A company philosophy at Trend Micro reads as follows: "We drive our growth by innovation; we encourage risk-taking and our management style dares you to fail."

That call to embrace failure, like firewalking or "trust falls" at a corporate retreat, can reek of management malarkey.

Read: From farm girl to U.N. administrator

But Chen is a leader who sincerely takes it to heart.

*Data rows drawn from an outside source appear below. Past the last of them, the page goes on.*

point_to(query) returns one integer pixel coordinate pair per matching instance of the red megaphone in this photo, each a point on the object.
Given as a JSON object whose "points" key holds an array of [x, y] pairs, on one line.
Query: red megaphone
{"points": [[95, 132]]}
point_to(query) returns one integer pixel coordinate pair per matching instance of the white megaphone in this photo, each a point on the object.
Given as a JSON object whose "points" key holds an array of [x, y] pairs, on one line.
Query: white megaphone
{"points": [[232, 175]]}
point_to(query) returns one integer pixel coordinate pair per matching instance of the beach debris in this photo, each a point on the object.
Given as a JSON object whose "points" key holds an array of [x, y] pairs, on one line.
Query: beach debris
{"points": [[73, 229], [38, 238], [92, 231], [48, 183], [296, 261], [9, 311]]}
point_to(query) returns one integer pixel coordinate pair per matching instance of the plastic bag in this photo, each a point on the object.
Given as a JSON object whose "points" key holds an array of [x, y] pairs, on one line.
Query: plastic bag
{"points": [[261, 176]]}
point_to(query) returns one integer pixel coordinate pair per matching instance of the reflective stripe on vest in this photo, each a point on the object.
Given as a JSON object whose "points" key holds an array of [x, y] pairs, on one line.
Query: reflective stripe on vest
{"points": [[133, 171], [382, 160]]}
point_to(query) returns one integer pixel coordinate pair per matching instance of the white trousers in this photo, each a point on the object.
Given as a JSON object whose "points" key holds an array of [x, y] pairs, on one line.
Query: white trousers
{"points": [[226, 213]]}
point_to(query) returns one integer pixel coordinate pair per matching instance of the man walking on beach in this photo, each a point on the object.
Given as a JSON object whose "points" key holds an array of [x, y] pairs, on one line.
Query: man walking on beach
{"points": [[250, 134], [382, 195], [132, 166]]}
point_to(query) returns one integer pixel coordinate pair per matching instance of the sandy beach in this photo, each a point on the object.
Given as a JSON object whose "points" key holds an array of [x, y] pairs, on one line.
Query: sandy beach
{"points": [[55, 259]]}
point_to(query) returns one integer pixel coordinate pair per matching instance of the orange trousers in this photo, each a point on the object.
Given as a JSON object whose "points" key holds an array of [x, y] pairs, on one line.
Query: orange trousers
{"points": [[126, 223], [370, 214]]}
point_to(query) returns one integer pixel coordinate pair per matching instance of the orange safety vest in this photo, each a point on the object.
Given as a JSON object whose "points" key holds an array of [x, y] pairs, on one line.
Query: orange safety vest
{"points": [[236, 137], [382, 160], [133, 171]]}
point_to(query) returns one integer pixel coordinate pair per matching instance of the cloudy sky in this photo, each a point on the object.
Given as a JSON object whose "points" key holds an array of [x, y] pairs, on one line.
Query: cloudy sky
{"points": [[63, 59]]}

To this day, she still doesn't know which employee was responsible for the faulty file that crashed computers across the planet.

Nor does she ever want to know.

Risk-taking and fear management came early in her career when Chen founded the company in 1988 with her brother-in-law, Steve Chang, and sister, Jenny Chang.

Cold-calling potential customers, she found herself reluctant and afraid to speak on the phone.

To address her phobia, Chen mined her memories and rediscovered a moment in early childhood when her mother was speaking on the telephone just as lightning struck a tree that fell inside their home and set ablaze the phone's wiring.

"The impression just made me feel that the telephone line would kill my mom," Chen tells me.

"So something that you never expect -- that image from my childhood -- actually became an obstacle when I tried to do business."

Read: The female force that is Melinda Gates

Chen says once she identified that fear, it went away.

"Every time you overcome one obstacle, you feel you've learned something and you grow. That's the joy of entrepreneurship and taking challenges."

So what is the one obstacle that is holding all of us back?

Did you ever turn down a challenging assignment because the depressive realist inside said you couldn't do it?

(I know I have.)

How many times have you failed to truly speak your mind at a meeting?

(Guilty. Many times over.)

Instead of sitting on our hands, we should raise them high and dare to ask that question, make that assertion, or take on that new challenge.

Like Eva Chen, we must lean into our fear to conquer it.